Doves – Pyramids, Portsmouth 18/03/09

27 March 2009, 09:21 | Written by Matt Poacher
(Live)

Doves have been away for a long time: Some Cities is 4 years old. And what are they stepping back into? Their uprush and bombast might just seem a little out of place, things being what they are. We’re supposed to be cultivating our anxieties, averting our eyes, staring at our shoes waiting for the dust to settle… Then again, maybe this is the perfect time for Doves to return. Haven’t they always been about cinematising our little intimacies, the epic in the everyday? Just pop in the next tablet, see what comes…

The Pyramids is an odd venue, tacked onto the side of a leisure centre. As you enter you’re eyes sting at the memory of chlorine; you expect white porcelain tiles and foot baths. It doesn’t function all that well either – they run out of beer, they run out of pint glasses; the staff under their chiselled hair look troubled, inward. As you stand beneath the oddly pyramidal ceiling, decked out in its sheets of chain mail, you feel like you might be inside a giant colander. You wait for the surge of water. Instead Doves come forward, Jimi Goodwin wielding his bass like a hod – the man has gravity. ‘Jetstream’ – the lead track of the new record – is surprisingly immense, and despite the venue they sound huge and loud. On record the track sounds all intro and no song, live it makes so much more sense, it’s a microcosm of the Doves thing – vivid, warm, packing an ecstatic wallop.

I’d managed to get hold of a copy of the new album, Kingdom of Rust, the day before the gig (when I say managed, I mean it – I damn near had to hand my family over as a covenant for not leaking the thing). I’d been a little underwhelmed – it felt a little like Doves by numbers. But on the last listen before I went in, it had started to glow a little, songs and melodies appearing beneath the overtly melancholic sheen. I was expecting them to look old though, older and well, larger. Not a bit of it. Up there they have the glow, the heft I remember of old. It’s us down here, those that have grown up with the band. Look at us with our parched livers and curving spines: lines and lines, hunched into our beers – haggard, weighed down by it all.

The fact that we have all grown up with the band and the fact that this is a promotional tour for the new record does make for a slightly dampened atmosphere early on – the new tracks sound huge and polished but as no one knows them (‘Kingdom of Rust’ and ‘Jetstream’ aside) it’s more a case of polite applause and a sense of expectation. So when it comes, ‘Pounding’ is brontosauran and its met with a roar and a palpable thickening of the air. They follow it with ‘Snowden’, the soaring melody mirrored by the projected images of snow covered mountains. The journey backwards is complete with a rendition of ‘Sea Song’ from Lost Souls.
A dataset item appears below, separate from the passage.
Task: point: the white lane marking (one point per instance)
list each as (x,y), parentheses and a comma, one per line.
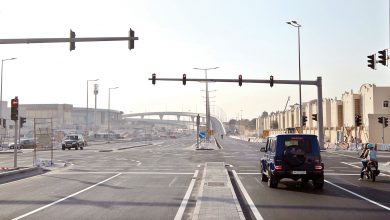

To these ears (clogged with age and ringing though they may be) this still sounds absolutely fresh and vital.

The mid part of the gig returns to the feeling of lassitude as they play a whole bunch of new stuff, and it isn’t until the genius stroke of ‘Black and White Town’ and ‘Caught by the River’ that things pick up again. The former is seriously loud, and Goodwin’s bass is a blubbering thing you feel in your chest cavity and deep in the inner ear. Then with a nod and a smile they’re gone. When they return, they do the now obligatory run through of ‘Here It Comes’ from Lost Souls, which allows Jimi to swap to the drums and Andy to play his wheezing harp solo. Then it’s ‘There Goes The Fear’: if they record nothing else, this song alone will guarantee the band immortality. There is a brief crystalline moment when they are complete, greater than the sum of their parts – masters of a kind of uplifting kitchen sink melancholy, and masters of a peculiar kind of managed ecstasy. They drag at whatever is most defeated in you and throw it to the skies. We gurn gratefully to ourselves as we make our way into the cold night.